The long-buried Serson Creek is being restored to its natural course, while 3.5 kilometres of the Trans-Canada Waterfront Trail will be created along the lakeshore.

“When you contrast (the vision for Lakeview Village) against what used to be here, and smog days and the coal-burning environment of the past, it’s truly a rebirth of a new community and a new connection to the waterfront,” says Brian Sutherland of Argo Development Corp., one of the lead partners.

Why are we designing brick-and-mortar solutions for a population that is mobile? That question was at the core of this student-led concept, which focused on bringing support directly to Toronto’s homeless and precariously housed people where they’re at their most vulnerable.

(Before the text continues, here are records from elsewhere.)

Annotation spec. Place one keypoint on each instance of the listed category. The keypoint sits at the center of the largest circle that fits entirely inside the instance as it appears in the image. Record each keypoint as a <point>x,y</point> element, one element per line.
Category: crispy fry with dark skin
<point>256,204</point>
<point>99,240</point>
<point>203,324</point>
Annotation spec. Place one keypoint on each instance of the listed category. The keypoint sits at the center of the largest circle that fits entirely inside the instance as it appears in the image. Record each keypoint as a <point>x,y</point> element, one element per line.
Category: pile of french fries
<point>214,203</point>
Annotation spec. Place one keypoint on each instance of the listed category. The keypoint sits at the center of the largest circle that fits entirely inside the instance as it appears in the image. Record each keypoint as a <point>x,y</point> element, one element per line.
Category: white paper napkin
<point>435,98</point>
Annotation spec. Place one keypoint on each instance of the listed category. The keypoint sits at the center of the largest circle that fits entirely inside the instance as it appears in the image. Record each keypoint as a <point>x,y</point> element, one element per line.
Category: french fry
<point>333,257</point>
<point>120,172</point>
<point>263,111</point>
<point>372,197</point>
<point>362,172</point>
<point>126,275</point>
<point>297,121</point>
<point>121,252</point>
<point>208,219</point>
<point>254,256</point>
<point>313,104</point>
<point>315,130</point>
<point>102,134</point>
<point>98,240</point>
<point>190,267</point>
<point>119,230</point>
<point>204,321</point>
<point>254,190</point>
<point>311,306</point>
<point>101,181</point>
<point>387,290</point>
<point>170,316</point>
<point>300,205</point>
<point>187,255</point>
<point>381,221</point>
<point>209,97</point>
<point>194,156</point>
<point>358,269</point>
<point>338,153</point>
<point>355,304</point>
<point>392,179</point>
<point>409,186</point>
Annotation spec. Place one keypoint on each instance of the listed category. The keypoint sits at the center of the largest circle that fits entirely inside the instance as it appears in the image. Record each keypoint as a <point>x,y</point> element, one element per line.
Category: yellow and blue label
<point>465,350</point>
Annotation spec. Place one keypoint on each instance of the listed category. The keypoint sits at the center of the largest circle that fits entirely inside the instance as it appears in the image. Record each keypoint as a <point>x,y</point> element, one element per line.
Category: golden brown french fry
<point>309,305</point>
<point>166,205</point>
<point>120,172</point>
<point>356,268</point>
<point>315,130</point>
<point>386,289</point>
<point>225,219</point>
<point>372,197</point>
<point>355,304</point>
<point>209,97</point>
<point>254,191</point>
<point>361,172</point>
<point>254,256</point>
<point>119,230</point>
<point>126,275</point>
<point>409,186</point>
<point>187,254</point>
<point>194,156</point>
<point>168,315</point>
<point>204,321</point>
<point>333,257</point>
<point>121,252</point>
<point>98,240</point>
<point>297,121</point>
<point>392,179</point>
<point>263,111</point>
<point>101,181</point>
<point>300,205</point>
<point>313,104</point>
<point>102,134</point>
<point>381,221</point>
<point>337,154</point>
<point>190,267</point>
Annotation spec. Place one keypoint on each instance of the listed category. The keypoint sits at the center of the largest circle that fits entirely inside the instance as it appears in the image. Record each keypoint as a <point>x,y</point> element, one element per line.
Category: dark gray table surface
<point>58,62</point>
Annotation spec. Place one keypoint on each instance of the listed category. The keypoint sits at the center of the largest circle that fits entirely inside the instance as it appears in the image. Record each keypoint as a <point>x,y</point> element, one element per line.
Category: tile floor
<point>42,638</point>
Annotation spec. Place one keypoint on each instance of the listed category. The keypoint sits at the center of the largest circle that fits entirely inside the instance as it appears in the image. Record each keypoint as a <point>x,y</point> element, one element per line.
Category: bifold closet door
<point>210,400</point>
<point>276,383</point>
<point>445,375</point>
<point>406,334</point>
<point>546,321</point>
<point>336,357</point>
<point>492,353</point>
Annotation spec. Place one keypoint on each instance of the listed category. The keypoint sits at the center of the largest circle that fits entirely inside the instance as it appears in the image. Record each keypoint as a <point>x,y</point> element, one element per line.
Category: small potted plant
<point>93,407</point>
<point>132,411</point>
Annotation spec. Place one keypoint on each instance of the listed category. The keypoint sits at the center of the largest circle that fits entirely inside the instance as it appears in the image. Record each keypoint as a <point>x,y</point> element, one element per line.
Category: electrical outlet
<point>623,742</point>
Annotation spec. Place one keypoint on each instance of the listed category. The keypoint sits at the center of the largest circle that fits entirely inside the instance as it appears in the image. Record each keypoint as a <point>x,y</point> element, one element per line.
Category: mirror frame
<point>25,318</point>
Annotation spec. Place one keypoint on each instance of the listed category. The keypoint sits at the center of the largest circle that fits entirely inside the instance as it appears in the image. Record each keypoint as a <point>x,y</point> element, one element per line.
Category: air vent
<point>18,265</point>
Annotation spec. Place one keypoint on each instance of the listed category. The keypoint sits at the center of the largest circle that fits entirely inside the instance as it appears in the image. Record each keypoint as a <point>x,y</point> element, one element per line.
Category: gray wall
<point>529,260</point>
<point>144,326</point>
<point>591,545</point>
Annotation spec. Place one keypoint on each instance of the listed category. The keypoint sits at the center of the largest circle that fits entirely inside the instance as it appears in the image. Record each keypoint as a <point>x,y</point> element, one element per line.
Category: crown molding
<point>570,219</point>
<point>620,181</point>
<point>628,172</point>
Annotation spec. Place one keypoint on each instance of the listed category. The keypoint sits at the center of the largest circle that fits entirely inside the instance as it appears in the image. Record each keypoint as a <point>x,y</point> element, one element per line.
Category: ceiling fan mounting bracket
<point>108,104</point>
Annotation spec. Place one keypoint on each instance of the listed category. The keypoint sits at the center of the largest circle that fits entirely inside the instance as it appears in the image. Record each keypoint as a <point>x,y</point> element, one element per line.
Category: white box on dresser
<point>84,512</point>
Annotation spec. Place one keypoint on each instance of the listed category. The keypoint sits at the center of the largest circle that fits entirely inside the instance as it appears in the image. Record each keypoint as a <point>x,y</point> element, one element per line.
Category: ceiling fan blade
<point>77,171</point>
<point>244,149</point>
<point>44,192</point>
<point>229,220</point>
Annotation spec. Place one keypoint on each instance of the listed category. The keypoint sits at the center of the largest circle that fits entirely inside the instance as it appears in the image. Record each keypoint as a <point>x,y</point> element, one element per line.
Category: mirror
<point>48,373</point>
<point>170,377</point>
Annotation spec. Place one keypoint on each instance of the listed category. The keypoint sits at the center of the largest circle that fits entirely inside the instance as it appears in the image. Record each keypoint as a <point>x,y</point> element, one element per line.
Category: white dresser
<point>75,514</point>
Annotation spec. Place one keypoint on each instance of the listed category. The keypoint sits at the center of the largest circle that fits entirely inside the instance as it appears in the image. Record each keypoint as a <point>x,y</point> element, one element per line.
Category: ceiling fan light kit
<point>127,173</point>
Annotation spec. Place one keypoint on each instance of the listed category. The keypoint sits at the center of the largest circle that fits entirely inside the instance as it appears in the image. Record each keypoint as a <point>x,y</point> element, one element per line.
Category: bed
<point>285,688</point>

“Rather than building more housing or more shelters, we want to provide a mobile network,” said Michelle Li, who developed the concept with fellow U of T students Laura Ye and Edward Widjaja. “Ultimately, it comes down to using vehicles and pop-up temporary infrastructure to help people where they are in the city, whether they’re in a park, on the streets or in the ravines.”

In their plan, a school bus could be converted into a “sleeping bus” or a “shower bus.” A transit bus could become a health clinic on wheels. A shipping container could be repurposed as a heated temporary shelter. These mobile elements can be deployed to deliver services in tandem with more traditional facilities.

Now in its second year, this repurposed corner of the Jane-Finch Mall parking lot is a thriving community hub, splashed with colourful artwork, a public garden, street furniture and a canopied performance stage.

“It’s long been historically used for a gathering point for the community, but it was ultimately just a parking lot,” says Ernestine Aying of the Jane/Finch Community and Family Centre. “Many people expressed a desire to enhance it in a way that it could support these community activities.”

Corner Commons, which operates from June through the end of September, presents visual and performing arts exhibitions by local artists, discussion forums and other programming in partnership with community organizations.

CADILLAC FAIRVIEW TORONTO EATON CENTRE BRIDGE

Urban Fragments – Award of Merit

A focal point in the ongoing revitalization of the Eaton Centre, the “new” bridge links the south end of the mall to the Hudson Bay building across Queen Street via an elegant, twisting arc of glass and bronze panels. The structure became an Instagram hotspot right from its opening in 2017.

“The concept was to take it from the orthogonal grid of the Eaton Centre – it’s a square on the north side – to fit into one of the semi-circular window openings of the Bay store,” said Vaidila Banelis, senior partner at Zeidler Architecture.

“Our approach was to do a kind of ‘soft blend’ and a twisting motion to make those two geometries work in a really elegant way, with a slight arc to the bridge to clear the streetcar (wires) as well as to connect the disparate levels,” Banelis says, noting that the span joins the two buildings at different elevations above street level.

A computerized lighting array lines the bottom of the bridge and can create spectacular displays. The component pieces were built in Germany and fully assembled on the adjacent James Street, with the entire structure moved and raised into place as one piece.